Por Da Redação Materia seguir SEGUIR Materia seguir SEGUINDO
Atualizado em 31 out 2016, 18h54 - Publicado em 31 jul 1988, 22h00

Ronaldo Rogério de Freitas Mourão

Nenhum pintor sentiu melhor a força da música cromática da noite que o atormentado holandês Vincent van Gogh. Após exprimir a vida miserável dos camponeses e da gente humilde, em sua alucinação expressionista Van Gogh descobriu, no período de Arles (fevereiro de 1888 – maio de 1889), sob a influência dos dias iluminados pelo sol do Midi francês, o impacto das cores vivas da primavera que o conduziram a um novo cromatismo, bem como a uma nova visão fulgurante de um Universo profundo, ilimitado e infinito. Com estas descobertas, uma notável irradiação surgiu em suas telas, o que lhe permitiria ultrapassar o Impressionismo para atingir uma arte exaltada e violentamente expressionista.

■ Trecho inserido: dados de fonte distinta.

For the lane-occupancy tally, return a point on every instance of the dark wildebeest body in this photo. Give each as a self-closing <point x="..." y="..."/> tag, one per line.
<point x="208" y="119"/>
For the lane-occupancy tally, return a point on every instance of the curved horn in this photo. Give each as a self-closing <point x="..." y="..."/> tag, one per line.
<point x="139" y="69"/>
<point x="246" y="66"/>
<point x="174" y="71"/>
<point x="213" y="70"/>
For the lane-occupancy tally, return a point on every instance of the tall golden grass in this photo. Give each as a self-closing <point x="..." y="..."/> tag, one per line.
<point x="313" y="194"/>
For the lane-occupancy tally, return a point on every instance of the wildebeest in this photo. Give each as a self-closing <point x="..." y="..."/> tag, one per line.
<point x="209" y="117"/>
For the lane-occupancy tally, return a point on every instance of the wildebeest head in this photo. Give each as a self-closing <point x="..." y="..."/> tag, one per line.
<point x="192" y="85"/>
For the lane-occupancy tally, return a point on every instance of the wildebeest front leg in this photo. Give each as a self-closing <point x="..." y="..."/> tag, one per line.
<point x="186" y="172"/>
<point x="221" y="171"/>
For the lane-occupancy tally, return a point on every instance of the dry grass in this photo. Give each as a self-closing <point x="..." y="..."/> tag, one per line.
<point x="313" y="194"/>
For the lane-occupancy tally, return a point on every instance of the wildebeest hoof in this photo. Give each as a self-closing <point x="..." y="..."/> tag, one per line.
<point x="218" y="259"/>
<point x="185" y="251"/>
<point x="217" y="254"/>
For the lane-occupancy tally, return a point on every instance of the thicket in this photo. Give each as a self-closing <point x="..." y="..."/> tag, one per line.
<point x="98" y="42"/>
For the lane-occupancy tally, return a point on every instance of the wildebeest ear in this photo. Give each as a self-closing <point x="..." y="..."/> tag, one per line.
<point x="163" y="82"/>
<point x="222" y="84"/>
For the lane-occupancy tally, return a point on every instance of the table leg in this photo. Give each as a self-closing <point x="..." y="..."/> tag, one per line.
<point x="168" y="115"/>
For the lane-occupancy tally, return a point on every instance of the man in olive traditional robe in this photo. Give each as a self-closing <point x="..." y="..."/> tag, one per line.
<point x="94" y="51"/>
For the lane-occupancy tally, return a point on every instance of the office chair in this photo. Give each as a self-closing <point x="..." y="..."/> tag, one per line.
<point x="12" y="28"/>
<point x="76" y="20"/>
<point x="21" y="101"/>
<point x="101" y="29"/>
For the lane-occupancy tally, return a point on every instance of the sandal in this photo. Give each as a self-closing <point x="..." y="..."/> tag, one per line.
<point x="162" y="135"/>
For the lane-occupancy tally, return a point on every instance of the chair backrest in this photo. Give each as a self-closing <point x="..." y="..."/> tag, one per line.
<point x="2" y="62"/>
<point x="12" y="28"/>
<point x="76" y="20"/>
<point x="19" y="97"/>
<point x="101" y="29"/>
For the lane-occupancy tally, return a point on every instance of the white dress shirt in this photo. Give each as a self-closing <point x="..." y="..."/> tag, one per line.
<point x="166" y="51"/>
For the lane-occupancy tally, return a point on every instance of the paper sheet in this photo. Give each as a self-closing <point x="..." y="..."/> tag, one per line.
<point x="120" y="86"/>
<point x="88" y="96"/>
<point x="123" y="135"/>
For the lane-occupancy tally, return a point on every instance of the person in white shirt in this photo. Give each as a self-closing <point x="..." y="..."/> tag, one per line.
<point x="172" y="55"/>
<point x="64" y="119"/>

E nesse momento que o seu interesse, ou melhor, a sua sensibilidade de gênio o conduz ao Cosmo, ao Sol, às estrelas e aos planetas. Seduzido pela luz artificial, em Café noturno (setembro de 1888 – Arles), e pela miragem das noites, em Café de calçada à noite (outono de 1888 – Arles), ou pelas cintilações e reflexos das estrelas nas águas, em Noite estrelada (1889 – St. Rémy), Van Gogh procurou exprimir as noites cheias de estrelas em uma nova realidade luminosa e cromática até então desconhecida dos artistas.

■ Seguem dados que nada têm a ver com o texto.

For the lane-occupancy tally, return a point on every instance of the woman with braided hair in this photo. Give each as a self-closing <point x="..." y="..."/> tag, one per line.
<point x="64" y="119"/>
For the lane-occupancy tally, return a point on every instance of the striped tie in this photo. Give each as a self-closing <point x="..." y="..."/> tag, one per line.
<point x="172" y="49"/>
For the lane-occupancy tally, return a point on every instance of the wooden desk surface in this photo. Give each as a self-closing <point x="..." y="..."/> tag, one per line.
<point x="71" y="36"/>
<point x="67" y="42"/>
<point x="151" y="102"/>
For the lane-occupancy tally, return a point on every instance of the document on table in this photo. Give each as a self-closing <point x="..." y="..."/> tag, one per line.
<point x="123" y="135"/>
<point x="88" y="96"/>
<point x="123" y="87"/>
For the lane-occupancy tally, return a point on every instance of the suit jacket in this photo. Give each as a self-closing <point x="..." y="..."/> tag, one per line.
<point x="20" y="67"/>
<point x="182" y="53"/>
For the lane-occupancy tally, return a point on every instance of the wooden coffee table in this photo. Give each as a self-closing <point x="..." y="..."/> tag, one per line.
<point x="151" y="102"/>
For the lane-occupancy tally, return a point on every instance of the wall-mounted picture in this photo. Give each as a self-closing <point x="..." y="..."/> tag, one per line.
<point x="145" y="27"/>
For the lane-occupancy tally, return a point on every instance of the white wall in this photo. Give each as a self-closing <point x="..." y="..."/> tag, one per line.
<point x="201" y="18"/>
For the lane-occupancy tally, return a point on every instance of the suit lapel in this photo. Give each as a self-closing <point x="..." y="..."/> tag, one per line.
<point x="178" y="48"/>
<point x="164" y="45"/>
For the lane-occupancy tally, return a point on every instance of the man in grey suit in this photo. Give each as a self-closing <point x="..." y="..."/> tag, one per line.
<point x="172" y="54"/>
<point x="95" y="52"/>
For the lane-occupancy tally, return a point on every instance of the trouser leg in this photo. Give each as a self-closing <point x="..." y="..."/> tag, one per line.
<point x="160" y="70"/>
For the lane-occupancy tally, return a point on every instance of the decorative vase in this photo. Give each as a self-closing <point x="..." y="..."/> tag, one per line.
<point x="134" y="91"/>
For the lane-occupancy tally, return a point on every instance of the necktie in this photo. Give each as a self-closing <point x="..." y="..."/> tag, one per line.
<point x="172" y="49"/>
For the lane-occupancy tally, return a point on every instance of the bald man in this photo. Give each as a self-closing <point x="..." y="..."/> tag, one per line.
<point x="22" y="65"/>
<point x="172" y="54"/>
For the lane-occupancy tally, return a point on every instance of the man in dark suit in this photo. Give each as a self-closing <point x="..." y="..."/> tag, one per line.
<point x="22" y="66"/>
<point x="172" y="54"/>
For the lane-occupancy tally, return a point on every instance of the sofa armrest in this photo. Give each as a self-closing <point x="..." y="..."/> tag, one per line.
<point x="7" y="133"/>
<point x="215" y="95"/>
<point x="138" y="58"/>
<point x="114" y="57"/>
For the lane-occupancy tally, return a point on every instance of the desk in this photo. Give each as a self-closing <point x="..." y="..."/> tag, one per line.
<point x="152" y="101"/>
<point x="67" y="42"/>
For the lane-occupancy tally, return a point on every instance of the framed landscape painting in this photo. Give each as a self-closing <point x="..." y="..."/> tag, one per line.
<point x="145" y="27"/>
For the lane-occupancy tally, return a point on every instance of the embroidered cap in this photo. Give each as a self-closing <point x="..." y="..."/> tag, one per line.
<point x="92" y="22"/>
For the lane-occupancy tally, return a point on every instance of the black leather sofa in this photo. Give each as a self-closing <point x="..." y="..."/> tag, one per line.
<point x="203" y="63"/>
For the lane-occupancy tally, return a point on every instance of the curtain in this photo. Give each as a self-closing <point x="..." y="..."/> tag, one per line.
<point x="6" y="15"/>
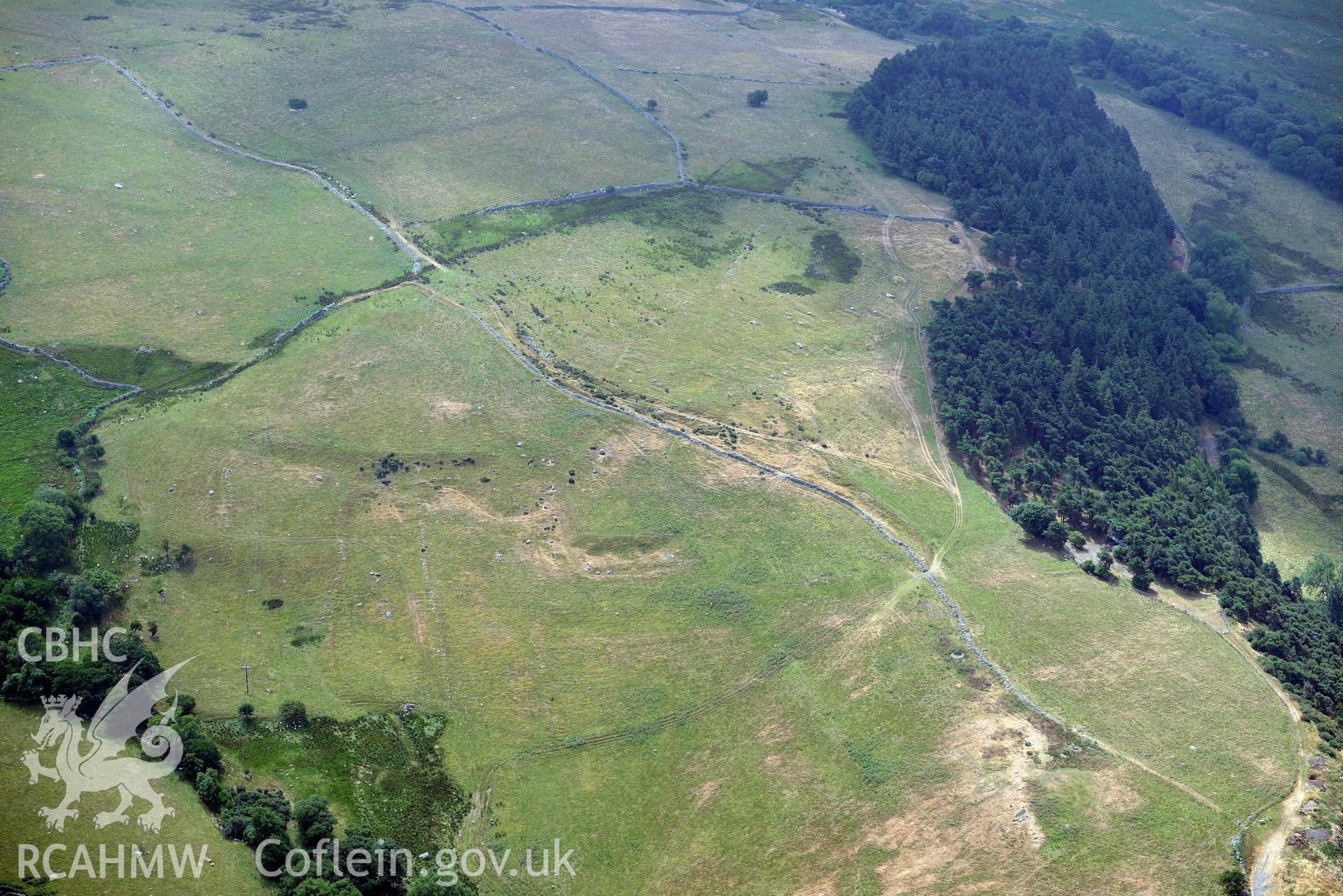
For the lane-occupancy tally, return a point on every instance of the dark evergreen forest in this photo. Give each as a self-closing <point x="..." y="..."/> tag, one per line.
<point x="1075" y="377"/>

Van Gogh confessaria a seu irmão, Theo, que experimentava uma terrível necessidade de sair à noite para pintar as estrelas. Movido por este impulso, Van Gogh instalou-se às margens do Ródano, de início colando velas nas abas do seu chapéu, depois sob um lampião de gás, para alumiar a palheta e a tela. Deste modo, Van Gogh pintou as estrelas em telas que, finalmente em setembro, seriam enviadas a Theo, com a observação de que a Noite estrelada era uma de suas obras mais calmas. Do ponto de vista artístico, Van Gogh encontrou em Arles, na Provença, uma nova harmonia na expressão da noite que não só seria o símbolo da vida, mas também o símbolo da morte. Depois de uma crise nervosa, na véspera do Natal, após violenta discussão com Gauguin, Van Gogh cortou a própria orelha. Logo em seguida, o pintor das estrelas solicitou ao irmão ser internado no asilo de Saint-Rémy. No período de Saint-Rémy (maio de 1889 – março de 1890), as estrelas continuariam dominando as suas telas, agora associadas aos ciprestes, que parecem ascender ao céu como flamas verdes imensas. É desse período uma série de novos estudos do céu estrelado: Noite estrelada (junho de 1889 – Museu de Arte Moderna de Nova York); Os ciprestes (também de junho de 1889 – Metropolitan Museum de Nova York); Passeio ao crepúsculo ou Casal ao luar (outubro de 1889 – Museu de Arte de São Paulo).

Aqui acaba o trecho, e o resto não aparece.